Thanks for the help :)
Solution 1:
Most of the simpler combinatorial proofs boil down to showing that two expressions count the same thing, though in two different ways, and therefore have to be equal. Let’s take a look at the identity that I think you actually meant:
$$\sum_{k=1}^nk\binom{n}k=n2^{n-1}\;.\tag{1}$$
Suppose that you have a group of $n$ people, and you want to form a committee of some, possibly all, of those people. You don’t care how big the committee is, but it does have to have a chairman. One way to choose the committee is to pick the chairman, and then decide which subset of the remaining $n-1$ people will be the other members of the committee. There are $n$ possible choices for chairman, and once you’ve picked him, there are $2^{n-1}$ possible subsets of the remaining $n-1$ people to form the rest of the committee. (Yes, I’m including the possibility that the chairman is the only member of the committee.) Thus, there are $n2^{n-1}$ ways to choose the committee and chairman.
On the other hand, we could begin by deciding how big the committee is going to be, then choosing that many people to be on it, and finally choosing one of those to be the chairman. Suppose that we decide to form a committee of $k$ people; there are $\binom{n}k$ ways to choose the $k$ people, and once we’ve done that there are $k$ ways to choose the chairman. Thus, there are $k\binom{n}k$ ways to choose a committee of $k$ of the $n$ people and decide on its chairman. Finally, $k$ can be anything from $1$ through $n$, so the total number of ways to form a committee and choose its chairman is $$\sum_{k=1}^nk\binom{n}k\;.$$
This argument shows that the two sides of $(1)$ are just two different ways of counting the chaired committees that we can form, so they must be equal: they’re counting the same thing.

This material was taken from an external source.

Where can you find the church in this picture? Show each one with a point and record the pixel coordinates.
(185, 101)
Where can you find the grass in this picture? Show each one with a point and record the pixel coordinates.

Added: The righthand side of your second example is very poorly described; here’s what it really is. There are $\binom{n}2$ ways to choose two men. There are another $\binom{n}2$ ways to choose two women. Finally, there are $n^2$ ways to choose one of the $n$ men and one of the $n$ women. Those are the only three possibilities, so altogether there are $2\binom{n}2+n^2$ ways to choose two of the $2n$ people. But of course there are also $\binom{2n}2$ ways, so
$$\binom{2n}2=2\binom{n}2+n^2\;.$$
Solution 2:
The following is to some extent equivalent to Norbert's answer but it uses more sets and fewer formulas. Notice that $\binom nk k$ counts the ways to first choose a $k$-element subset $A$ of $\{1,2,\dots,n\}$ and then choose an element $x$ from $A$. The sum over all $k$ is therefore the number of ways to first choose a subset $A$ of $\{1,2,\dots,n\}$ (with no restriction on its cardinality) and then choose an element $x$ from $A$. That's the same as first choosing the element $x$ arbitrarily from $\{1,2,\dots,n\}$ and then choosing an arbitrary subset of the remaining elements, i.e., a subset of $\{1,2,\dots,n\}-\{x\}$, to constitute the rest of $A$. From this point of view, there are $n$ choices for $x$ and, once $x$ is chosen, $2^{n-1}$ choices for a subset of $\{1,2,\dots,n\}-\{x\}$. Thus, the total number of possibilities is $n2^{n-1}$.